# 12 volt power consumption



## wakk44 (Jun 15, 2006)

Hi everybody,

I've been playing with my new all singing,all dancing,Fluke multimeter today and took current readings of the TV and decoder,the results may be of interest to anyone that uses only 12 volt without a hook-up and wants to conserve battery capacity.

The TV is a Toshiba 15''LCD which according to the manual uses 36 watts,it is powered with an amperor regulated 12 volt supply.This was taking 2.8A with volume well up,and 2.7A with volume down.On standbye the reading was 0.5A,I thought this should use around 3A at 12 volts,so more or less in line with expectations.

The decoder is the Pace 12 volt Digi 'mini'box which according to the manual takes 15 watts maximum.This took 0.8A when on and 0.75A on standbye.Not much difference at all between on and standbye.
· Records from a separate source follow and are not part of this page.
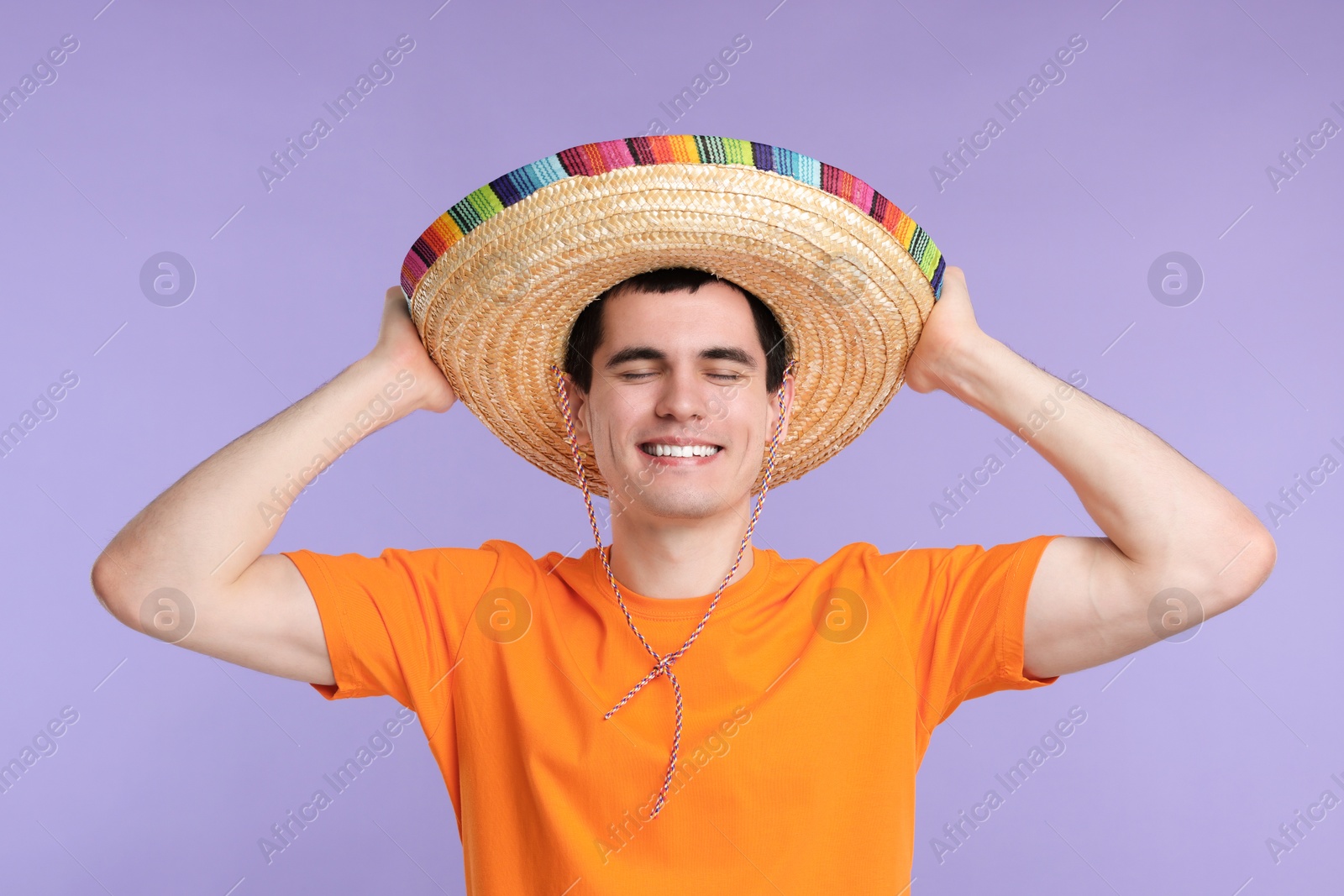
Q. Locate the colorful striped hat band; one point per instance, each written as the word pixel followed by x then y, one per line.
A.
pixel 495 284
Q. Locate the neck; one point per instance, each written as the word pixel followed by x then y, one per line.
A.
pixel 663 558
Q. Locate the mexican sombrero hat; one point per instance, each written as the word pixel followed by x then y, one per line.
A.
pixel 494 285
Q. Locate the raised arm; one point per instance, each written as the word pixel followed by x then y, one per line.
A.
pixel 1179 547
pixel 190 570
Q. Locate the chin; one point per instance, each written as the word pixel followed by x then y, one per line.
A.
pixel 675 503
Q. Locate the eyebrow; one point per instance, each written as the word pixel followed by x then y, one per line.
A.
pixel 649 354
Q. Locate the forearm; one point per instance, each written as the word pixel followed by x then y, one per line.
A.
pixel 214 521
pixel 1156 506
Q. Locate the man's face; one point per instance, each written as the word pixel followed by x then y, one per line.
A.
pixel 679 369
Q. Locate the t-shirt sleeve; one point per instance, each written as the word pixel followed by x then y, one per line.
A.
pixel 394 624
pixel 961 611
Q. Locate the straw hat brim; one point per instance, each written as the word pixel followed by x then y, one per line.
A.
pixel 496 307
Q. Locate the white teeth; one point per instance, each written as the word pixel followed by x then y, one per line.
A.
pixel 680 450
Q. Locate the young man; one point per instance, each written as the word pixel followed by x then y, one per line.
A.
pixel 800 696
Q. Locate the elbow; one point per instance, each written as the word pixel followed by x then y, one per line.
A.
pixel 104 579
pixel 1252 562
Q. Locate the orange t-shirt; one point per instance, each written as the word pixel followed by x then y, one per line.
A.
pixel 810 699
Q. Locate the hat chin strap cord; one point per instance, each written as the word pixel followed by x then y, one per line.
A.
pixel 663 664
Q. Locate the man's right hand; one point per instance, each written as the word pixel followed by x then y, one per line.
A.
pixel 400 347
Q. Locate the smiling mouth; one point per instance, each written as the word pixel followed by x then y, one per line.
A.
pixel 658 449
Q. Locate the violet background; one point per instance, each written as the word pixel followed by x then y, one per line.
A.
pixel 1159 140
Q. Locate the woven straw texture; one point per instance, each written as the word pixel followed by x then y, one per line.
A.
pixel 496 307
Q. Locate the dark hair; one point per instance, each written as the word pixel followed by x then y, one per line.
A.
pixel 586 333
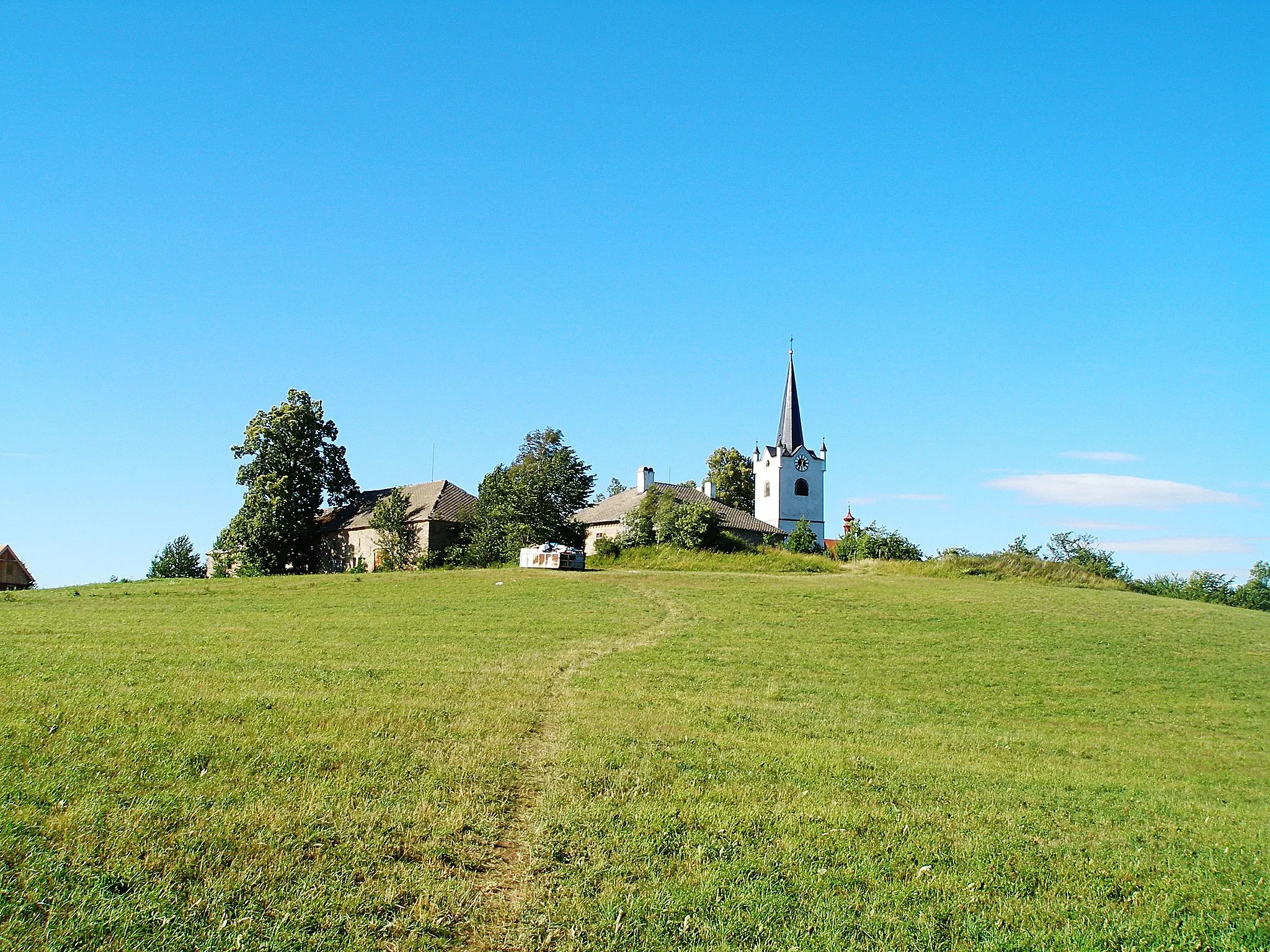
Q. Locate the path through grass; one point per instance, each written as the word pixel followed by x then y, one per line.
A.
pixel 631 759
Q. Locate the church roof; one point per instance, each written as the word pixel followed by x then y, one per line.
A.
pixel 790 433
pixel 614 508
pixel 441 500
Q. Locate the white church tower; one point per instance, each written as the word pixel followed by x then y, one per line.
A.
pixel 789 479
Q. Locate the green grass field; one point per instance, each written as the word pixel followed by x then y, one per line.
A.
pixel 631 759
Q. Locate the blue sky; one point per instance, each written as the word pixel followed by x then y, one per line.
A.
pixel 1024 254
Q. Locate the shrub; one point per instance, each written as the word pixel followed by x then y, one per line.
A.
pixel 1212 587
pixel 607 547
pixel 686 524
pixel 528 501
pixel 874 541
pixel 733 477
pixel 395 534
pixel 1078 550
pixel 1020 547
pixel 639 526
pixel 177 560
pixel 803 539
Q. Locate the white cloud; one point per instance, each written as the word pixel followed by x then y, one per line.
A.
pixel 1105 526
pixel 1104 489
pixel 1106 456
pixel 1181 545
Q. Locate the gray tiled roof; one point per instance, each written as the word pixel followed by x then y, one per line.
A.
pixel 441 500
pixel 9 555
pixel 614 508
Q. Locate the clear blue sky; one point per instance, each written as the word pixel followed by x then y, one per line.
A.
pixel 998 236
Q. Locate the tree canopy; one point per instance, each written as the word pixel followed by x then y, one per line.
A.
pixel 295 465
pixel 733 477
pixel 397 536
pixel 530 500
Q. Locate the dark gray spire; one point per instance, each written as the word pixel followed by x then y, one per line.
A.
pixel 790 434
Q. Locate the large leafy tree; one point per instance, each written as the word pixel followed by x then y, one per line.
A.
pixel 530 500
pixel 294 466
pixel 733 475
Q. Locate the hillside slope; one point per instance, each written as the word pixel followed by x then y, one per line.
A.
pixel 630 759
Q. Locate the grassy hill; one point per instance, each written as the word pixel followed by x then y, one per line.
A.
pixel 631 759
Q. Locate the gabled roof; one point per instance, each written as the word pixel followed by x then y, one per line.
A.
pixel 8 555
pixel 614 508
pixel 790 433
pixel 441 500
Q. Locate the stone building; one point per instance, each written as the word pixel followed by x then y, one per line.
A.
pixel 605 518
pixel 789 479
pixel 435 511
pixel 13 573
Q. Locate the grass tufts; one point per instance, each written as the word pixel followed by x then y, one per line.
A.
pixel 675 559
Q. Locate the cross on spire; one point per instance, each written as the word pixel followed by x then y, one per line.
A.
pixel 790 433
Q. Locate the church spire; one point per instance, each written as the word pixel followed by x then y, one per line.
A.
pixel 790 434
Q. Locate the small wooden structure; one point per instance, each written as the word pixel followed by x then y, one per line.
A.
pixel 553 555
pixel 13 573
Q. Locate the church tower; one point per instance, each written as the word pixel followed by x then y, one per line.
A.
pixel 789 479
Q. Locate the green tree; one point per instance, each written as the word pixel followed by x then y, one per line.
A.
pixel 639 526
pixel 528 501
pixel 295 464
pixel 1020 547
pixel 802 539
pixel 1080 550
pixel 687 524
pixel 733 475
pixel 874 541
pixel 177 560
pixel 615 487
pixel 397 536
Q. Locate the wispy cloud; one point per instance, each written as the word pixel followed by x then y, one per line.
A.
pixel 1105 456
pixel 1098 489
pixel 1106 526
pixel 906 496
pixel 1183 545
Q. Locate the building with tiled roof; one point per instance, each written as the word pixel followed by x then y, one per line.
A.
pixel 435 511
pixel 605 518
pixel 13 573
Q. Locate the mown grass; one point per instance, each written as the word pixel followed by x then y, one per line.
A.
pixel 272 763
pixel 859 759
pixel 675 559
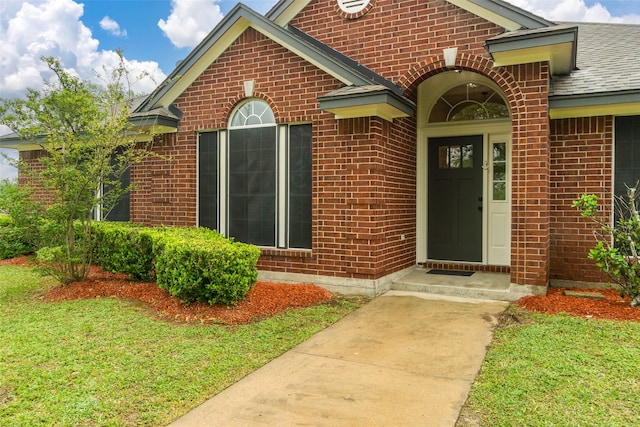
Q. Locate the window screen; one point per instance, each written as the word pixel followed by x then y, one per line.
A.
pixel 252 185
pixel 300 186
pixel 208 181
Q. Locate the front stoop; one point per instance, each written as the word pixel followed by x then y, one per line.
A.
pixel 480 285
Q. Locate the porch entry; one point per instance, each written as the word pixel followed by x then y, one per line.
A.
pixel 455 198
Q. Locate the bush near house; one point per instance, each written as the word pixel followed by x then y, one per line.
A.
pixel 205 267
pixel 12 239
pixel 124 248
pixel 617 252
pixel 193 264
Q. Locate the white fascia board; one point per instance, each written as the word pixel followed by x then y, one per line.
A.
pixel 489 15
pixel 283 12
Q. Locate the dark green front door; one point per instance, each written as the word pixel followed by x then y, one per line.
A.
pixel 455 199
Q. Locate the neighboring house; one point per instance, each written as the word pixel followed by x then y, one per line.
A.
pixel 354 139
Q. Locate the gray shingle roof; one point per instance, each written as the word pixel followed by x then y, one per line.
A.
pixel 608 61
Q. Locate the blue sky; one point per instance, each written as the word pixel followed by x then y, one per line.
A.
pixel 155 34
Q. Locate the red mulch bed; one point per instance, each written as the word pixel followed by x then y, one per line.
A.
pixel 267 299
pixel 613 307
pixel 263 300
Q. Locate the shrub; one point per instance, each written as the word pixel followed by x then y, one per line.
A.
pixel 617 252
pixel 123 248
pixel 12 240
pixel 193 264
pixel 201 265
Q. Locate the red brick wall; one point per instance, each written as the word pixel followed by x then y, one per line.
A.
pixel 32 159
pixel 408 50
pixel 395 35
pixel 363 169
pixel 530 211
pixel 581 162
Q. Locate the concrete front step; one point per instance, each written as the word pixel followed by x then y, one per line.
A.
pixel 480 285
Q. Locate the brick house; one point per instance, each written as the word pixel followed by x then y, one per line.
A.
pixel 355 139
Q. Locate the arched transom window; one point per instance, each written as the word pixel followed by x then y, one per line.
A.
pixel 469 101
pixel 253 113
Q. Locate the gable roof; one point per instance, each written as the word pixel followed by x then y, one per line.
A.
pixel 231 27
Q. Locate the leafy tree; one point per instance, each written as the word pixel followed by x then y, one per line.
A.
pixel 89 144
pixel 617 251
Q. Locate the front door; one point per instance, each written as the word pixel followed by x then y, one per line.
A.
pixel 455 199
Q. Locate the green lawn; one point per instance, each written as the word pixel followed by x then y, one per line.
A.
pixel 560 371
pixel 107 362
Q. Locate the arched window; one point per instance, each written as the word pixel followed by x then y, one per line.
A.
pixel 255 179
pixel 469 101
pixel 252 113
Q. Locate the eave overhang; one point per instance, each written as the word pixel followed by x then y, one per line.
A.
pixel 499 12
pixel 503 14
pixel 14 142
pixel 365 101
pixel 145 126
pixel 557 45
pixel 595 104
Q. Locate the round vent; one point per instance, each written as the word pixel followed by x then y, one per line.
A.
pixel 353 6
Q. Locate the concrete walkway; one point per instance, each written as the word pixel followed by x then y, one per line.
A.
pixel 404 359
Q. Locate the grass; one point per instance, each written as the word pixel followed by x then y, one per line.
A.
pixel 107 362
pixel 560 371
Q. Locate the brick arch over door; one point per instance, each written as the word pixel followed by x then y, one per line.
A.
pixel 530 247
pixel 500 76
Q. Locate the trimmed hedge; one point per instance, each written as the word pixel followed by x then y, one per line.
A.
pixel 193 264
pixel 210 270
pixel 123 248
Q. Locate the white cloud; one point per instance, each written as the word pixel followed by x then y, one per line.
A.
pixel 112 26
pixel 573 11
pixel 190 21
pixel 38 28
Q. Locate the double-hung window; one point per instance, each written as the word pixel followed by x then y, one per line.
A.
pixel 255 179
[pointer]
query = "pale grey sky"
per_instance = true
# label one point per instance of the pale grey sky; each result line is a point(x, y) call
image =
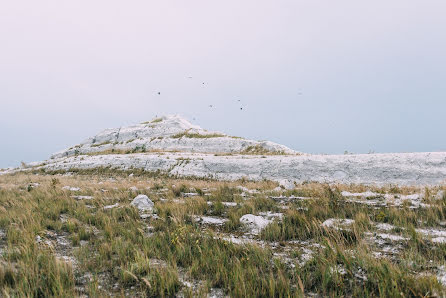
point(317, 76)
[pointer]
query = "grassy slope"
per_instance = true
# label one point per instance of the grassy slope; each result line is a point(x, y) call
point(120, 255)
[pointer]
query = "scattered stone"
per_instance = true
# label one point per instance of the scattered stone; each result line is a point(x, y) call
point(287, 184)
point(385, 226)
point(254, 223)
point(71, 188)
point(441, 275)
point(111, 206)
point(229, 204)
point(338, 224)
point(391, 237)
point(189, 194)
point(437, 236)
point(208, 220)
point(143, 203)
point(82, 197)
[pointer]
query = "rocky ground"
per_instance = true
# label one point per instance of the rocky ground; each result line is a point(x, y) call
point(166, 208)
point(136, 234)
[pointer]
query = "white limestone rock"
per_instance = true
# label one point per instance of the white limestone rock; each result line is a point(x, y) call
point(254, 223)
point(143, 203)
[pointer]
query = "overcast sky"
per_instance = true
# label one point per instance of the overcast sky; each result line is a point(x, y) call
point(317, 76)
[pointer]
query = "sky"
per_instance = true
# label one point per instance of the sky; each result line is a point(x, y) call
point(317, 76)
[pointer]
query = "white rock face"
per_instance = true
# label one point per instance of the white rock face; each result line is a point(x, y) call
point(381, 169)
point(254, 223)
point(169, 133)
point(143, 203)
point(185, 151)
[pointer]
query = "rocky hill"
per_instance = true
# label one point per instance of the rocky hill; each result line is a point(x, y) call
point(174, 146)
point(170, 134)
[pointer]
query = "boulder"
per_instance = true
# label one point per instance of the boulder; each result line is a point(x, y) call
point(143, 203)
point(254, 223)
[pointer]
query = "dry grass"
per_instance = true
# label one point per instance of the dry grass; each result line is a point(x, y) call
point(116, 252)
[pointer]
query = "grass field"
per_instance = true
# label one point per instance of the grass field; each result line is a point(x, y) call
point(61, 241)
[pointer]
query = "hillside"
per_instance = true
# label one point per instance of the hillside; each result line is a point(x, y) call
point(173, 146)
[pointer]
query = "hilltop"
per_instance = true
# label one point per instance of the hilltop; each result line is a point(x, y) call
point(170, 134)
point(172, 145)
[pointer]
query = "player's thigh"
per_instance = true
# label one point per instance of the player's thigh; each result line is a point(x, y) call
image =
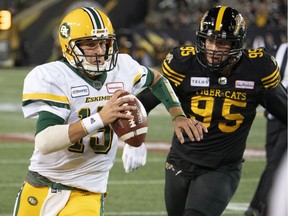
point(84, 203)
point(176, 189)
point(29, 200)
point(211, 192)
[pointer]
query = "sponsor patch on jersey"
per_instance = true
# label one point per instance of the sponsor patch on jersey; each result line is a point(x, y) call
point(114, 86)
point(200, 81)
point(79, 91)
point(32, 200)
point(242, 84)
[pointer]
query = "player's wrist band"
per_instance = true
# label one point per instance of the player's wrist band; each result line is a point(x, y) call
point(178, 115)
point(92, 123)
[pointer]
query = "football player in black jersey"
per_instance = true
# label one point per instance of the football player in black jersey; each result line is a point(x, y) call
point(219, 83)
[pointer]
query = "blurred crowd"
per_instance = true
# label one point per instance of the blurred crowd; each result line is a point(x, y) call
point(168, 19)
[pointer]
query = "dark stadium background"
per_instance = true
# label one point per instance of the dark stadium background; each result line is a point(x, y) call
point(147, 29)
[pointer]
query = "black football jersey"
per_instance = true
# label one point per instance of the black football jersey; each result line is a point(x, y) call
point(226, 105)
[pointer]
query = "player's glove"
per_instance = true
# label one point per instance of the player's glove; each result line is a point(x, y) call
point(133, 157)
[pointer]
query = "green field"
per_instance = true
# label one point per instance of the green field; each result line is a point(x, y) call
point(138, 193)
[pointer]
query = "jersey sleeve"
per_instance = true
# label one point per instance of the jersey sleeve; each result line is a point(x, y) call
point(269, 71)
point(42, 92)
point(176, 64)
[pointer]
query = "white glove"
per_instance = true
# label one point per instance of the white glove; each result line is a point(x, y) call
point(133, 157)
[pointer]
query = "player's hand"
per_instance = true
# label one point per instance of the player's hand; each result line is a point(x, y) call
point(193, 128)
point(134, 157)
point(113, 109)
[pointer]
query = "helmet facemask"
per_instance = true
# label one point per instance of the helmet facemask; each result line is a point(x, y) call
point(88, 26)
point(232, 29)
point(109, 59)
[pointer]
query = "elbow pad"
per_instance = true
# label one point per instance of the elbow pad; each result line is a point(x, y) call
point(52, 139)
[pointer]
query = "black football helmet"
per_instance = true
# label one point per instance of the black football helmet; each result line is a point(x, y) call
point(221, 23)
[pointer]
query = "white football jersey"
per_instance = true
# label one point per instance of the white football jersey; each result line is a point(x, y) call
point(56, 88)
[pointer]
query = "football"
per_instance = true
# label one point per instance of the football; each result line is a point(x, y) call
point(132, 131)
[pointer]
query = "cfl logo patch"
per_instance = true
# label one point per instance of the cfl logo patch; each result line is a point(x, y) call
point(65, 30)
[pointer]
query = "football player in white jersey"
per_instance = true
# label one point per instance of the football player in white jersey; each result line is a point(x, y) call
point(75, 100)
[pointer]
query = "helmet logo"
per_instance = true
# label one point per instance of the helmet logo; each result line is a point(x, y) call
point(100, 32)
point(202, 21)
point(240, 24)
point(65, 30)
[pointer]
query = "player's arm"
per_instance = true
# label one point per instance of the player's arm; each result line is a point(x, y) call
point(52, 134)
point(275, 102)
point(148, 99)
point(162, 89)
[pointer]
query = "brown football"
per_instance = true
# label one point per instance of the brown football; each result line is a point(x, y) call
point(132, 131)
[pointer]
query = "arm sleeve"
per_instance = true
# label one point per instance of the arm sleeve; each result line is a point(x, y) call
point(275, 101)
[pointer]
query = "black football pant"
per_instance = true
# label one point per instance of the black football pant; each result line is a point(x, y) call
point(206, 194)
point(276, 146)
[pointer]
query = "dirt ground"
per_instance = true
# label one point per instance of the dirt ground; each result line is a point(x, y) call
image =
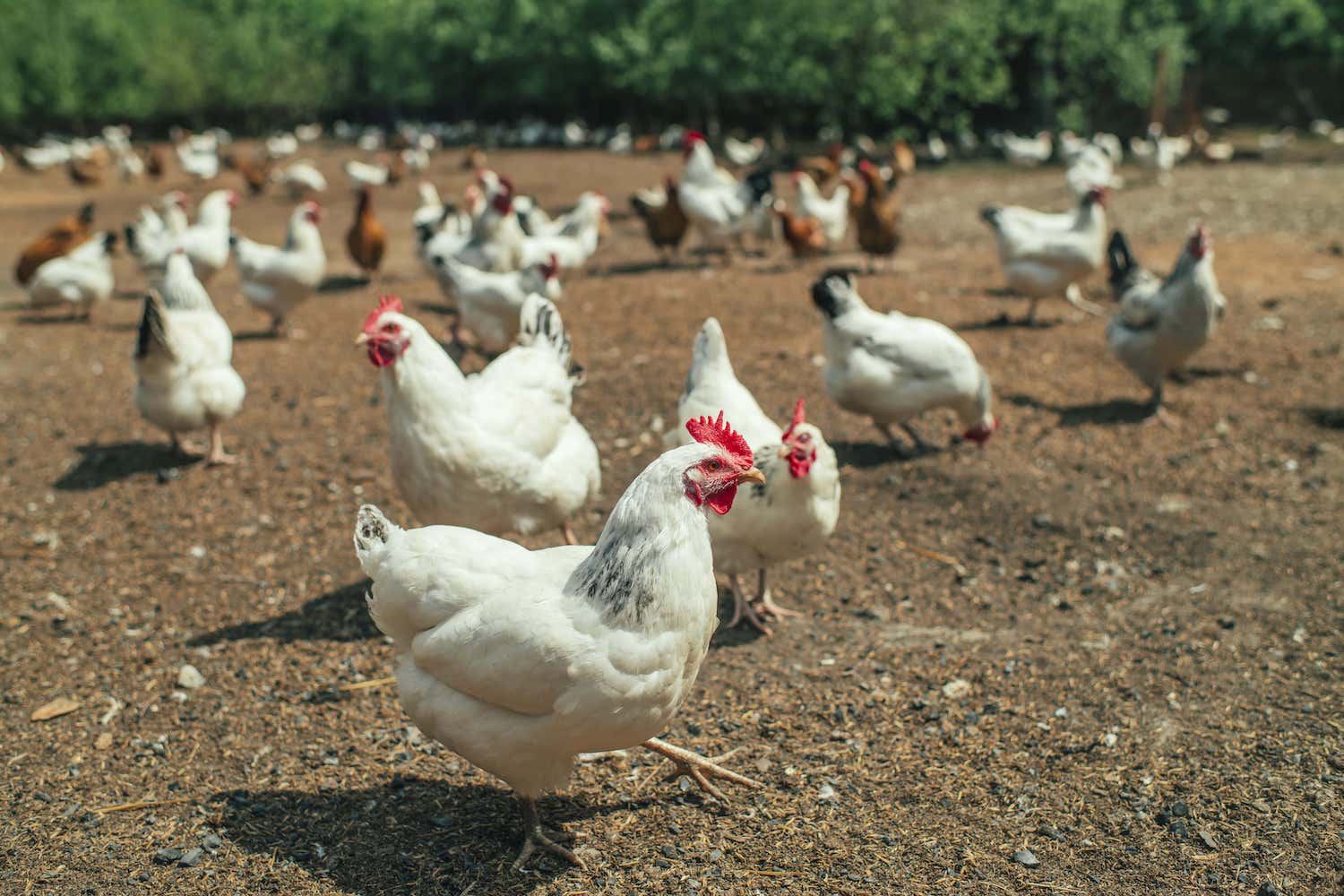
point(1133, 670)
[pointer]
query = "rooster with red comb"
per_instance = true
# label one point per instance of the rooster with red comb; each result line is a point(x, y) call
point(792, 512)
point(521, 659)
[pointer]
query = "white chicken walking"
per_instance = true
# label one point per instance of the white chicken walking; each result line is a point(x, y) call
point(185, 378)
point(521, 659)
point(1045, 254)
point(1161, 324)
point(497, 452)
point(488, 304)
point(788, 516)
point(279, 279)
point(892, 368)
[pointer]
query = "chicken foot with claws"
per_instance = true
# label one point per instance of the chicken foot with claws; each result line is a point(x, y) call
point(699, 769)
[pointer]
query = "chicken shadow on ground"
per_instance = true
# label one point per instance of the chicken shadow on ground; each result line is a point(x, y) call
point(341, 284)
point(1115, 411)
point(409, 836)
point(102, 463)
point(336, 616)
point(1327, 418)
point(870, 454)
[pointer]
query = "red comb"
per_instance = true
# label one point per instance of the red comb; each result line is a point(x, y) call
point(384, 304)
point(710, 432)
point(798, 417)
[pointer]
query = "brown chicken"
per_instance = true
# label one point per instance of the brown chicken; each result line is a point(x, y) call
point(667, 223)
point(366, 238)
point(153, 161)
point(85, 172)
point(58, 241)
point(803, 234)
point(255, 171)
point(823, 168)
point(878, 222)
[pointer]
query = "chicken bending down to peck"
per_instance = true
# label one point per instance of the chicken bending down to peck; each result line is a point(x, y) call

In a 24 hour period on standbye the TV and decoder would take 30A out of the leisure battery.Probably a good idea to make sure in future that both the TV and decoder are unplugged when not in use. 

Steve and Sharon


----------



## ethnicall (Dec 24, 2005)

I don't understand using a multimeter except how to check the battery voltage.
Please can you explain in simple terms how I can use a multimeter to do as you have done and check how many amps an appliance is using

Thanks Mark


----------



## Rapide561 (Oct 1, 2005)

*12v supply*

Hi

Interesting to note just how much power is used on standby.

Good post!

Russell


----------



## gaspode (May 9, 2005)

ethnicall said:


> I don't understand using a multimeter except how to check the battery voltage.
> Please can you explain in simple terms how I can use a multimeter to do as you have done and check how many amps an appliance is using
> 
> Thanks Mark


Hi Mark

Using a meter to check current is always a much trickier business than when checking voltage because you need to put the meter in series with the load instead of just measuring across the terminals. This means that the full current passing through the load must also pass through your meter so be very careful which range (and terminals) you use to avoid damaging your meter.
THIS SITE has a tutorial that may help you understand the methods used.


----------



## 99524 (Jun 4, 2006)

Hi Steve and Sharon

Really useful info. I have thought of measuring standby currents but never got round to it. I notice that even when you switch everything off - including the control unit - there is still a drain on the system. There must be some current used feeding the control unit and power systems on our van. I disconnect the battery terminals when we lay up for over a week and have noticed that there is always a spark when I remove the second earthing connection.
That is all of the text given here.